ESPN’s MLB analyst Dallas Braden and insider Tim Kurkjian will be part of the Baseball Tonight presented by T-Mobile team joining host Karl Ravech and analyst Eduardo Perez. The crew will contribute commentary from a second set inside the stadium with reporter Pedro Gomez on the field.

MLB analyst Chris Singleton will be in the ESPN Radio booth with play-by-play commentator Jon Sciambi for both tonight’s Home Run Derby and tomorrow’s 87th MLB All-Star Game presented by MasterCard.

In advance of the Derby, Front Row spoke with a few ESPN commentators about some indelible, long ball memories.

Aaron Boone on his most memorable home run as a player (excluding the 2003 ALCS):
It’s 2003 and I’m about two weeks into my Yankee career after being traded there at the deadline. We were in Baltimore and I came up in the ninth inning. We were down by a run and I hit a three-run homer close to the foul pole. I see it go fair by about ten feet so I start into my trot. I look back and the third base umpire calls it foul. I knew it was fair. I went from first base directly across to the third base umpire and lost my mind. He conferred with the other umpires and they called it fair. In the end they got the call right and it felt like a big relief to me. It helped me get going a little bit in my Yankees career.

Dallas Braden on the most memorable home run(s) he gave up as a pitcher:
The most memorable home runs I gave up as a pitcher were on August 12, 2007, against the Detroit Tigers. Magglio Ordóñez gave me a terrible early birthday present. He hit two home runs off me in the same inning which undoubtedly led to me being sent down on my 24th birthday the next day.

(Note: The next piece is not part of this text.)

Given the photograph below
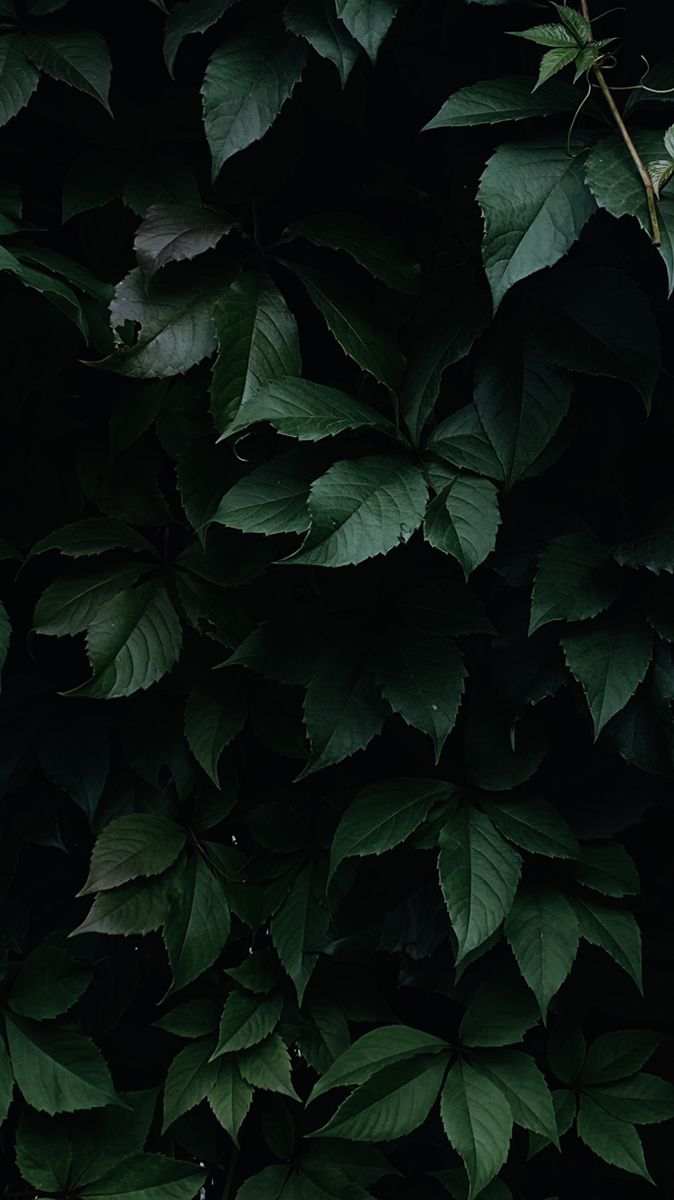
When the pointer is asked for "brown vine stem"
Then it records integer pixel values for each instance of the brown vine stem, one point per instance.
(626, 137)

I was forced to watch the entire game in the clubhouse. Happy birthday to me.

Tim Kurkjian on the most memorable home run he’s covered:
The most memorable home run I ever covered was Joe Carter’s walk-off for the Toronto Blue Jays in the 1993 World Series. I was sitting in the press box just beyond the left field fence. As soon as it was hit, I thought two things: the World Series is over, and this ball is going to hit me right in the chest. It came up several feet short, thank goodness. But it was a thrill of a lifetime. It was only the second walk-off homer ever to end a World Series.

Chris Singleton on the most memorable home run he’s seen as an analyst:
David Freese’s walk off home run in Game 6 of the 2011 World Series was epic! The St. Louis Cardinals came from behind to beat the Texas Rangers in eleven innings. Joe Buck was on the call and said “. . . and we’ll see you tomorrow night.”